Die Erklärungen sind nicht als fixe Definitionen zu verstehen, sondern sollen einen Eindruck davon geben, wovon auf der Seite gesprochen wird.

 

 

Tiere
Wenn auf dieser Seite von "Tieren" gesprochen wird, so sind wir uns sehr wohl bewusst, dass zu den "Tieren" auch der Mensch, genauso wie Insekten, Muscheln oder Schwämme gehören.
Jedoch sind mit dem Begriff in der Regel die "Nutztiere" gemeint, welche für Nahrung, Kleidung, wissenschaftliche Zwecke oder Unterhaltung verwertet werden.

 

Der Mensch sei also je nach Kontext ausgeschlossen und die biologisch weniger
entwickelten Tiere seien nur Ansatzweise mit einbezogen. Wenn also  allgemeine Aussagen über die Tiere gemacht werden, dann sind (je nach Zusammenhang) nicht-menschliche, höher entwickelte Tiere wie Säugetiere, Vögel oder Fische gemeint. Aussagen wie "Tiere sind leidensfähig" oder "Tiere sind intelligent" meinen demnach, dass Hunde, Schweine oder Forellen (eben Tiere, die für gewöhnlich vom Mensch genutzt werden) leidensfähig oder intelligent sind, wobei auf Menschen diese Aussagen natürlich auch zutreffen, was aber für die jeweiligen Argumentationen irrelevant ist.

Im Gegensatz dazu werden aber Insekten oder Schwämme nur wenig bis fast gar nicht leidensfähig oder intelligent sein, so dass die Argumentationen hier nur Ansätze zur Diskussion bieten.

 

Wir möchten aber auch keine neue Definition einführen, welche weniger entwickelte Tiere ausgrenzt. Wir gehen davon aus, dass es keine feste Grenze zwischen intelligenten, leidensfähige Tieren und nicht-intelligenten, nicht-leidensfähigen Tieren gibt. Vielmehr gibt es eine stufenlose Steigerung dieser moralisch relevanten Eigenschaften
von Spezies zu Spezies und sogar von Individuum zu Individuum. Diese Sichtweise wird von der Evolutionstheorie gestützt.

 

 

Tierrechte
Eigentlich geht es nicht darum, Tieren tatsächlich (juristisch) Rechte zu geben, was aber sicher begrüßt wird. Wenn hier von Tierrechten gesprochen wird,  dann ist damit eher die moralische Einschränkung menschlicher Handlung aufgrund elementarer Interessen der Tiere gemeint. Der Mensch hat sich das Recht gegeben, basierend auf seiner Macht über das Tier, die Tiere zu verwerten.
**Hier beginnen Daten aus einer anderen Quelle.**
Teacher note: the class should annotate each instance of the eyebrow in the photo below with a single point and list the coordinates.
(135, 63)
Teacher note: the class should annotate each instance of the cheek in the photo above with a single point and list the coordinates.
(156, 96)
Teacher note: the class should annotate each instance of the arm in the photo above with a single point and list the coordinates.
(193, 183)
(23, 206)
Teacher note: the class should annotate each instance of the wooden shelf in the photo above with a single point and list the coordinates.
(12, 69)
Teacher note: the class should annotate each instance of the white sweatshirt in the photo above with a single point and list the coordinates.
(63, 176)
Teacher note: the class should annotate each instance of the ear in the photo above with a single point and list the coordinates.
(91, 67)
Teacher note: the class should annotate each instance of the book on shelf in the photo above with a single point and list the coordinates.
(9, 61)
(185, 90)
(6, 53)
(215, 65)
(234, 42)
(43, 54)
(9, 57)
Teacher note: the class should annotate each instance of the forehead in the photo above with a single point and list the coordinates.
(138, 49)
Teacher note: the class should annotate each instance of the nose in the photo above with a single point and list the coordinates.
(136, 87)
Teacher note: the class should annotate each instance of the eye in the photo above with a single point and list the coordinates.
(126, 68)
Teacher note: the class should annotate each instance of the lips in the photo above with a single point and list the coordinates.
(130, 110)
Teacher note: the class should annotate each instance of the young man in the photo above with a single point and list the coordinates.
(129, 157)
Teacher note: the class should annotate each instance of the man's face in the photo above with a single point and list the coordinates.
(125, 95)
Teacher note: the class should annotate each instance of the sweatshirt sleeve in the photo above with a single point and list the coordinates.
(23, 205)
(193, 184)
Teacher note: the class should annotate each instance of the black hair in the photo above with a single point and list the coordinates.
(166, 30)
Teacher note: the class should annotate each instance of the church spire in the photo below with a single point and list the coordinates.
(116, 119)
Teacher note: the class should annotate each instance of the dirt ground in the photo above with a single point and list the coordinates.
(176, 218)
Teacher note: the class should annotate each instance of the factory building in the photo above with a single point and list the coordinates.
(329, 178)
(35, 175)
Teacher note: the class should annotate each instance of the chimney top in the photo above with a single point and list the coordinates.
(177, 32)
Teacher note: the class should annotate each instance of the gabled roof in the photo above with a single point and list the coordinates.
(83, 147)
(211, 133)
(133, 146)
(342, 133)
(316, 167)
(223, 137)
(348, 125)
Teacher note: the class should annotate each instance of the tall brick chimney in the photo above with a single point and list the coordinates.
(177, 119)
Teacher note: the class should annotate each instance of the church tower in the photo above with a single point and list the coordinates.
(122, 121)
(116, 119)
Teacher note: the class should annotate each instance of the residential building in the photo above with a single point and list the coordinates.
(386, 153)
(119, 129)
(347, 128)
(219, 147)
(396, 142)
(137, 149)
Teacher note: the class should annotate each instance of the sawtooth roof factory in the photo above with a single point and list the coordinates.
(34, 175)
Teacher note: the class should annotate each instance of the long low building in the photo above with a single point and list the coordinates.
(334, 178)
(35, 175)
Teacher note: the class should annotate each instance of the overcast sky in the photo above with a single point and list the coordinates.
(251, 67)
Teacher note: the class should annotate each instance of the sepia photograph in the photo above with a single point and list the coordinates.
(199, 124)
Diese Nutzung der Tiere und die damit einher-
gehende Missachtung der grundlegenden Interessen (Leben, Unversehrtheit, Freiheit)
der Tiere soll kritisiert und aufgelöst werden.

 

 

Tierbefreiung
 Gesellschaftlicher Zustand, in dem Tiere als autonom handelnde und fühlende Wesen geachtet und behandelt werden, so dass alles menschenmögliche getan wird, dass sie nicht mehr vorsätzlich oder fahrlässig getötet werden. Alle
Tiere sollen ein freies, selbst bestimmtes Leben in Würde führen dürfen. (Die Würde des Tieres heißt, dass Tiere nicht mehr wie Tiere behandelt werden sollen.)